I studied a lot of documentation about them and I got confident them are the best and most reliable solution to the problem of delaying execution inside linux kernel modules, with the lesser cost for the CPU, and the greater timing precision (e.g. some time critical drivers use them too, like this one https://dev.openwrt.org/browser/trunk/target/linux/generic/files/drivers/pwm/gpio-pwm.c?rev=35328 ).
Is it right for you too?
Here is one of the most comprehensive and detailed document I have ever seen on this topic: https://www.landley.net/kdocs/ols/2006/ols2006v1-pages-333-346.pdf .
The HR timers promise to go under the jiffies resolution, but unfortunately on my system I did not get the expected results for delays lower than 6 ms (I will show later more details).
My environment is:
- Windows 10 PRO 64 bit / 8Gb RAM / CPU Intel 4 Cores
- VMWare Player 12
Virtualized OS Linux Mint 18.1 64 bit
Kernel configuration
- Version: 4.10.0-24-generic
- CONFIG_HIGH_RES_TIMERS=y
- CONFIG_POSIX_TIMERS=y
- CONFIG_NO_HZ_COMMON=y
- CONFIG_NO_HZ_IDLE=y
- CONFIG_NO_HZ=y
- CONFIG_HZ_250=y
CONFIG_HZ=250
/sys/devices/system/clocksource/clocksource0/available_clocksource => tsc hpet acpi_pm
/sys/devices/system/clocksource/clocksource0/current_clocksource => tsc
To do a benchmark I wrote a linux kernel module that I freely published at the url https://bitbucket.org/DareDevilDev/hr-timers-tester/ . In the README file there are the instructions to compile and run it by yourself.
It executes a series of cycles as follow:
- 10 uS .. 90 uS, increment by 10 uS
- 100 uS .. 900 uS, increment by 100 uS
- 1 ms .. 9 ms, increment by 1 ms
- 10 ms .. 90 ms, increment by 10 ms
- 100 ms .. 900 ms, increment by 100 ms
- and finally 1 s
The timings are measured by the "ktime_get" function and stored in a pre-allocated array, for faster performances, and to avoid unwanted delays inside the hr timer callback.
After collecting data, the module prints out the samplings data table.

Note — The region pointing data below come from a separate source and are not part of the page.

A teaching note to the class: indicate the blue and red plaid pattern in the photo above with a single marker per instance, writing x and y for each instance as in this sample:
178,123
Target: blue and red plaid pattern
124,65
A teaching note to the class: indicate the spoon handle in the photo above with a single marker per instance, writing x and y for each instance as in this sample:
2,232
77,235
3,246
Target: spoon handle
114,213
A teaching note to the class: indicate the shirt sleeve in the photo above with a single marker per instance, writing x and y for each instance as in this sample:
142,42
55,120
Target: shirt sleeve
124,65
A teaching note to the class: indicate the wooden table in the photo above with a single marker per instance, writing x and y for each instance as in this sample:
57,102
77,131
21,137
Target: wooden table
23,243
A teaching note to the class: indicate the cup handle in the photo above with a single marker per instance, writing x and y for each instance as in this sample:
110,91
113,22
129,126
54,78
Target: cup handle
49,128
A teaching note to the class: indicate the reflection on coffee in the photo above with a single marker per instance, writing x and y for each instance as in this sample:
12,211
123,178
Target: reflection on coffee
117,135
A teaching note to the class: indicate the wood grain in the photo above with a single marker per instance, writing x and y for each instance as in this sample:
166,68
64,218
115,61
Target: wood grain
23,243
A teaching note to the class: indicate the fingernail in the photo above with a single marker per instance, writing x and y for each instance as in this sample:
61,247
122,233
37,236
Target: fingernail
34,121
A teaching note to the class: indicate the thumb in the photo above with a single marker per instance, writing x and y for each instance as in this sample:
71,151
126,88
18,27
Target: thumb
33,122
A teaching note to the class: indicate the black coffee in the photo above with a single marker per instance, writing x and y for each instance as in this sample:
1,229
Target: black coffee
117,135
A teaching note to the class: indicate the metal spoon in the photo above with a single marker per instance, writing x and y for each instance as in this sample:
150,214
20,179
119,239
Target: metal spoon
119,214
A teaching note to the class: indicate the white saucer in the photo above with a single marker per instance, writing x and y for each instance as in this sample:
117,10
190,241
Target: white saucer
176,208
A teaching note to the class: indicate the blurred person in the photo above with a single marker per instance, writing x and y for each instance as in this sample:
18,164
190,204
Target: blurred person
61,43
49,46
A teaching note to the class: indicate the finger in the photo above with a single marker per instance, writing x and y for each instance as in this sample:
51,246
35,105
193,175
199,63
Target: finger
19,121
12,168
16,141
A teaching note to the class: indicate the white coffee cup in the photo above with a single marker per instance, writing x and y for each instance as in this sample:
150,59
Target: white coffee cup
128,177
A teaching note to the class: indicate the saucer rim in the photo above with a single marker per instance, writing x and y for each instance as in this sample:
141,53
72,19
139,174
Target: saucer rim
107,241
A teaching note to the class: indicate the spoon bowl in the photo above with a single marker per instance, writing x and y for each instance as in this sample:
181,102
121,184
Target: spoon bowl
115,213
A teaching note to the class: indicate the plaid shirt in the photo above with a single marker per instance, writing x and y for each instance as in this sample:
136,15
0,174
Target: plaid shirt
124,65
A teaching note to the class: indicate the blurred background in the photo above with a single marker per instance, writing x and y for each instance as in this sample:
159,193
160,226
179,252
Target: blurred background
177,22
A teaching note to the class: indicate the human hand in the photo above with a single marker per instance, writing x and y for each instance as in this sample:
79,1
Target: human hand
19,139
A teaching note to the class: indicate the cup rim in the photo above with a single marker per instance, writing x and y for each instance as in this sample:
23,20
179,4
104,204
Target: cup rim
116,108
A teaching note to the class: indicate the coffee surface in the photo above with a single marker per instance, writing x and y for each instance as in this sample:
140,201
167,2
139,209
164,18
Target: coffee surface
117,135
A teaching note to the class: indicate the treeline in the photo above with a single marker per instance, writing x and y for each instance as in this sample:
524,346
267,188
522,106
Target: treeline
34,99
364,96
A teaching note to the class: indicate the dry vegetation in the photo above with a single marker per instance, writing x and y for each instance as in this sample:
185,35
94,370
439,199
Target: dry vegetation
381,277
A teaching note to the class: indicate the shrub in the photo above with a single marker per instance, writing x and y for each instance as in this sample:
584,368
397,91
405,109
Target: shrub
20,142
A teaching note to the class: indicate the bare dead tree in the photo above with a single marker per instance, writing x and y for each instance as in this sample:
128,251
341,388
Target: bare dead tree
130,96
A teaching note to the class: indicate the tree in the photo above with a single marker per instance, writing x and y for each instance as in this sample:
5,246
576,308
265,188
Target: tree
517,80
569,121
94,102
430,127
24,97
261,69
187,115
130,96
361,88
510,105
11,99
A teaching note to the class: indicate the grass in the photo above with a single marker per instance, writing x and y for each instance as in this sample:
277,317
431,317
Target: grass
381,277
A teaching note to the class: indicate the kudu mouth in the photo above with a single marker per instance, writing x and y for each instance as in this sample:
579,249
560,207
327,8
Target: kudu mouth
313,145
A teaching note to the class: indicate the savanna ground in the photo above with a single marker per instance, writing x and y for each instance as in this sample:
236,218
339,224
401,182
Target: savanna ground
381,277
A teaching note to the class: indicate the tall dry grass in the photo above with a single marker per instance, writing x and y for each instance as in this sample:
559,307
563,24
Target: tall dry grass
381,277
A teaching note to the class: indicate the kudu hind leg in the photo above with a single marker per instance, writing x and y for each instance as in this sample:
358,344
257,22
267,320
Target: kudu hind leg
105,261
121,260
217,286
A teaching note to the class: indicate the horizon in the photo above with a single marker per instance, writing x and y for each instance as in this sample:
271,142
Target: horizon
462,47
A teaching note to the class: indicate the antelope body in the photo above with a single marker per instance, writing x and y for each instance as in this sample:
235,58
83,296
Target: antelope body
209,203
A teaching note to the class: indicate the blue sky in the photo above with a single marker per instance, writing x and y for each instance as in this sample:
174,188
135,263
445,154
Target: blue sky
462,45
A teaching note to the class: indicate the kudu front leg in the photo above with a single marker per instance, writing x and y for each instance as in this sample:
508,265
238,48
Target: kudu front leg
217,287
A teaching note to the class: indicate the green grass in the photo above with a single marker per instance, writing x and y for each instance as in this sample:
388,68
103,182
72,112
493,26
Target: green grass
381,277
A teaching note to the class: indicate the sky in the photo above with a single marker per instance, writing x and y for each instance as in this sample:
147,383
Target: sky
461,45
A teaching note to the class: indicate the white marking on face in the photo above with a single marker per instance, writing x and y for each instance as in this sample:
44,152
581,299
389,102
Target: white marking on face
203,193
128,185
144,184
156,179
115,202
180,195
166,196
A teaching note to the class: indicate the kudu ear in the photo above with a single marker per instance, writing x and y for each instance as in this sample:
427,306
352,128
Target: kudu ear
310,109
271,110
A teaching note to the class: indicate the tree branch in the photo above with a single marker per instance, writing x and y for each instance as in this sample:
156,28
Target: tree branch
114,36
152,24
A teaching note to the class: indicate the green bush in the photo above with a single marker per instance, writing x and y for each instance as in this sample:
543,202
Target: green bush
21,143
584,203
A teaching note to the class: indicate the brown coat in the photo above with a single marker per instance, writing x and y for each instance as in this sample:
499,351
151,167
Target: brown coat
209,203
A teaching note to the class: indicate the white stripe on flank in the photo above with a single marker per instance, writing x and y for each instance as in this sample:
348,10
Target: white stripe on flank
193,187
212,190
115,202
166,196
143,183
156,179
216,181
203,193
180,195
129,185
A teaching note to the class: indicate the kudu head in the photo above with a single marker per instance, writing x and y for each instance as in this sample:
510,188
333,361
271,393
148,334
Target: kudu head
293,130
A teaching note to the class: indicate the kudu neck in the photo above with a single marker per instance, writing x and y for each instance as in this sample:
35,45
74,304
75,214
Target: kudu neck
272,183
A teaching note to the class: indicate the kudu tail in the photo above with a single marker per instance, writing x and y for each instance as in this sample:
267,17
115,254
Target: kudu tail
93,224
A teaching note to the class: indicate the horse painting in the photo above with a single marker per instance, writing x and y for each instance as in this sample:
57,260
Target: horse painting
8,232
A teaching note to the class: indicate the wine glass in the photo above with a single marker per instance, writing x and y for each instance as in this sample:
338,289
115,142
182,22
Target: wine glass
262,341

For my scenario relevant data are:
10 uS = 41082 nS
20 uS = 23955 nS
30 uS = 478361 nS
40 uS = 27341 nS
50 uS = 806875 nS
60 uS = 139721 nS
70 uS = 963793 nS
80 uS = 39475 nS
90 uS = 175736 nS
100 uS = 1096272 nS
200 uS = 10099 nS
300 uS = 967644 nS
400 uS = 999006 nS
500 uS = 1025254 nS
600 uS = 1125488 nS
700 uS = 982296 nS
800 uS = 1011911 nS
900 uS = 978652 nS
1000 uS = 1985231 nS
2000 uS = 1984367 nS
3000 uS = 2068547 nS
4000 uS = 5000319 nS
5000 uS = 4144947 nS
6000 uS = 6047991 nS <= First expected delay!
7000 uS = 6835180 nS
8000 uS = 8057504 nS
9000 uS = 9218573 nS
10000 uS = 10435313 nS
... and so on ...
As you can see in the above kernel log dump, 6 ms is the first expected delay sample.
I repeated the same test on my C.H.I.P. embedded system ( https://getchip.com/pages/chip ), an ARM based board Raspberry like, running at 1 GHz, and equipped with Ubuntu 14.04 (Kernel 4.4.13, HZ = 200).
In this case I got better results:
30 = 44666 nS
40 = 24125 nS
50 = 49208 nS
60 = 60208 nS
70 = 70042 nS
80 = 78334 nS
90 = 89708 nS
100 = 126083 nS
200 = 184917 nS
300 = 302917 nS <= First expected delay!
400 = 395000 nS
500 = 515333 nS
600 = 591583 nS
700 = 697458 nS
800 = 800875 nS
900 = 900125 nS
1000 = 1013375 nS
...and so on ...
On that cheaper board good results come since 300 uS.
What is you opinion? Is there a better way to get more precision from HR timers in platform independent way? HR timers are the wrong solution to precise timing (mandatory when we have to write hardware drivers)?
Each contribution would be very appreciated.
Thank you!
Problem solved, it was an issue involved by the virtualization environment.
On an old laptop (HP Single Core 1.9GHz) I got good delays since 60 uS, and on a newer one (Dell Quad Core) I goot good delays below 10 uS!